With all due respect to Albert Pujols and Adrian Beltre, is there really any serious argument to be made for an NL MVP other than the San Francisco Giants' left fielder? Pujols had a remarkable season. He's the best hitter on the best team in the National League, and at the age of 24, with the most impressive four-year start to a career that anyone has ever seen, Pujols should be winning MVP awards long after Barry Bonds has retired.
But not yet. Bonds' 45 homers did not quite lead the league, as Pujols, Adam Dunn (46 each) and Beltre (48) all had more. But each of those players had about 200 additional at-bats in which to hit their homers, while Bonds was lucky if he saw one good pitch to hit per night. He was walked an astonishing 232 times, 34 more than his own record set two years ago. The league so feared Bonds that he was intentionally walked 120 times, more often than anybody else in MLB was even un-intentionally walked. Mickey Mantle was only intentionally walked 126 times in his career.
Bonds won his second batting title, hitting .362, 15 points ahead of his closest competitor, Todd Helton, who had the help of Coors Field for half his games. His .609 on-base percentage, an all-time record, was 140 points better than Helton, his closest competitor, and marked the fourth consecutive year he's led the NL in that category. Ditto for slugging percentage, though his .812 clip marked only the fourth highest season in history. Boo-hoo. His 1.422 OPS also set a record, and outpaced Helton's Coors-inflated mark by about 350 points. There was, literally, no competition for him.
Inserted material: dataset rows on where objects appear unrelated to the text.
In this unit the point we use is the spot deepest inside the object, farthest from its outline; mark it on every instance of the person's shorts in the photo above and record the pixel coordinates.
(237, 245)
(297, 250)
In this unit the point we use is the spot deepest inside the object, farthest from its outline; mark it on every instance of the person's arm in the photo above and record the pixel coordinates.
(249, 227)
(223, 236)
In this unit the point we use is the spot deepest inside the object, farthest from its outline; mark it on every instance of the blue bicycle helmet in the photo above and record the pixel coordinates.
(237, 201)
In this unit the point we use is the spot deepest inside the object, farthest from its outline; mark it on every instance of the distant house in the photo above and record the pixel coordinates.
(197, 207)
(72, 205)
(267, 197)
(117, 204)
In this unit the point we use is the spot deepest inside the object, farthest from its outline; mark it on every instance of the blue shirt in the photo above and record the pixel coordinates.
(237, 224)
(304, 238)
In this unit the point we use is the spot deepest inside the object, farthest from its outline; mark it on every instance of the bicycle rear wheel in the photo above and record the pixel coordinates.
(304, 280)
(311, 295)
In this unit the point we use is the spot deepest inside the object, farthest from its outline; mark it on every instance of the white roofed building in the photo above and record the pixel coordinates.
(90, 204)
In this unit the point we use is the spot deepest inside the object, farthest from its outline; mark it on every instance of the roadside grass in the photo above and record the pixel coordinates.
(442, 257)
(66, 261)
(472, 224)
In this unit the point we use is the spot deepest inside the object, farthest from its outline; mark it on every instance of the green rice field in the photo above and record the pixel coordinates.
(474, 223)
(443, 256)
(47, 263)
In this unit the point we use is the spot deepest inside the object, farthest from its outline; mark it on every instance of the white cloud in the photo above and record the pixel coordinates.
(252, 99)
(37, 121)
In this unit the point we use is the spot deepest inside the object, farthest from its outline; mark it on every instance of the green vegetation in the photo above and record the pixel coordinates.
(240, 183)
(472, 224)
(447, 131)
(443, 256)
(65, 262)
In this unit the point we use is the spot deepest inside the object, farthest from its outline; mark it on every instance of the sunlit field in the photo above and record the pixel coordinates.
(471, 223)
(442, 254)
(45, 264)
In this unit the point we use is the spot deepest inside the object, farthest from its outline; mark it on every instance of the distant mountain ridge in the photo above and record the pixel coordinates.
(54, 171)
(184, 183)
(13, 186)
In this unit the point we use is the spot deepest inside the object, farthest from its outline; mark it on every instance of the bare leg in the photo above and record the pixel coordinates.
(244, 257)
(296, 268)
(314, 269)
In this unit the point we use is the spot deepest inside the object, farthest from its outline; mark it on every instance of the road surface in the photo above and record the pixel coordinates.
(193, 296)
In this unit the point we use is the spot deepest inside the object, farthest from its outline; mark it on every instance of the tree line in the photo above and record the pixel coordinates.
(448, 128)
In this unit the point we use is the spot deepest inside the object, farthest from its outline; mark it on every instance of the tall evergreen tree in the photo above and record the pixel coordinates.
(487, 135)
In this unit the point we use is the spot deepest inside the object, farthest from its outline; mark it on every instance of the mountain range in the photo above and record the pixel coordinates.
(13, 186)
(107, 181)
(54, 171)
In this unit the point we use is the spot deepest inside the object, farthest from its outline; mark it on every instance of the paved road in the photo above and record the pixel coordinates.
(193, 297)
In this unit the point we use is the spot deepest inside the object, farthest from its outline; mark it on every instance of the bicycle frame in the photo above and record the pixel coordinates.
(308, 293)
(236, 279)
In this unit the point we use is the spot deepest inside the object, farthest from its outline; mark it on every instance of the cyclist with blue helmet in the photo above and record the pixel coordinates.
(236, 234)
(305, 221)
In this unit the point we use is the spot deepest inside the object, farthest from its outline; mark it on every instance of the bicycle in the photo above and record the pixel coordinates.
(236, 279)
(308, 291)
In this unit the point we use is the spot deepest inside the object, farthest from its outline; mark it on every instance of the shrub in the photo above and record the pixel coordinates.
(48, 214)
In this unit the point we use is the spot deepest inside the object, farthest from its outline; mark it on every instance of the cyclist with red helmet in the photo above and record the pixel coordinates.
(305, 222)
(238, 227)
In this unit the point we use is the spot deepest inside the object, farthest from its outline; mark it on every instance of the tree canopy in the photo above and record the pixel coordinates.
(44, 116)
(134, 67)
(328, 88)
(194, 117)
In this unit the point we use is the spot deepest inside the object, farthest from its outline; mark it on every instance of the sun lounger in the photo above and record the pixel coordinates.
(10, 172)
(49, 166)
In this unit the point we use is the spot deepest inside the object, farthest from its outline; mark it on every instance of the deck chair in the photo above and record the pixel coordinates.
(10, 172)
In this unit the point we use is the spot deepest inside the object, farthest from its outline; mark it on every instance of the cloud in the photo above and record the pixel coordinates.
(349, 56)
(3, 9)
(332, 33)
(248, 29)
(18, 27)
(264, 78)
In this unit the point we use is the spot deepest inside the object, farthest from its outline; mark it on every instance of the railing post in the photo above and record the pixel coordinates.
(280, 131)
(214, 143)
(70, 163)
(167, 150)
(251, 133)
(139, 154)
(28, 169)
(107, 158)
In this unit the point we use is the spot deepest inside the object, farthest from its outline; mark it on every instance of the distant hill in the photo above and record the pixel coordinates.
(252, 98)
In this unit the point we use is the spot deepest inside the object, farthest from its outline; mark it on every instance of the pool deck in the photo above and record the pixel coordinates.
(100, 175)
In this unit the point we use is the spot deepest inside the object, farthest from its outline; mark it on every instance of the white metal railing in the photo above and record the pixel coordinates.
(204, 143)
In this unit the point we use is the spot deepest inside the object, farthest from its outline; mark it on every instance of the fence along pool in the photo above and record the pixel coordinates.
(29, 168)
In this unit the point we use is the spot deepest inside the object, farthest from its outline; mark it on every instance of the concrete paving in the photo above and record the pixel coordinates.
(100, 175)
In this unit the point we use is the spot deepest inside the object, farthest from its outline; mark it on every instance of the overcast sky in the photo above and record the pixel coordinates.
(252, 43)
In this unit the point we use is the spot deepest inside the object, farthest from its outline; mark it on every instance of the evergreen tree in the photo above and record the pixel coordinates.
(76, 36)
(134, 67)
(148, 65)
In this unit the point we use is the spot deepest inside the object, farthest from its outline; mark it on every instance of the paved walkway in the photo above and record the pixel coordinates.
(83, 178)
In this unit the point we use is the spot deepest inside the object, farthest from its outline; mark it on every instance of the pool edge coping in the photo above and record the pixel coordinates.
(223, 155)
The Giants, however, did not make the playoffs, and some people like their MVPs to come from playoff teams. They finished a mere two games behind Los Angeles though, competing for the NL West until the very last weekend of the season, during which he went 0-for-3 with seven walks. That's right, three at-bats in a weekend, as the Dodgers refused to let him beat them.
It wasn't for a lack of effort on Bonds' part that the Giants missed the playoffs. He hit .349 in September, but with only 13 RBI, as his teammates tanked down the stretch. He even struck out 12 times, almost twice his total from any other month in 2004, apparently trying to make something happen for his team. This is not a selfish player.
This is a guy who wants to win and did the best he could with a weak supporting cast to get to the playoffs. According to Lee Sinins' Baseball Encyclopedia, Bonds had 152 Runs Created Above Average, which easily paced the majors (Helton was second with 78). This happened also to be exactly the number of RCAA that the entire Cardinals team had. The Giants were +90 overall, meaning that the rest of Barry's team racked up a nifty negative 62 combined. Put an average left fielder in his place and the Giants are on a par with the Expos and Rockies. With him, they had a shot at playoff glory until the second to last day of the regular season, when "closer" Dustin Hermanson coughed up four runs in the ninth inning of a game the Giants led 3-0. Hey, SuperMan can't do everything himself.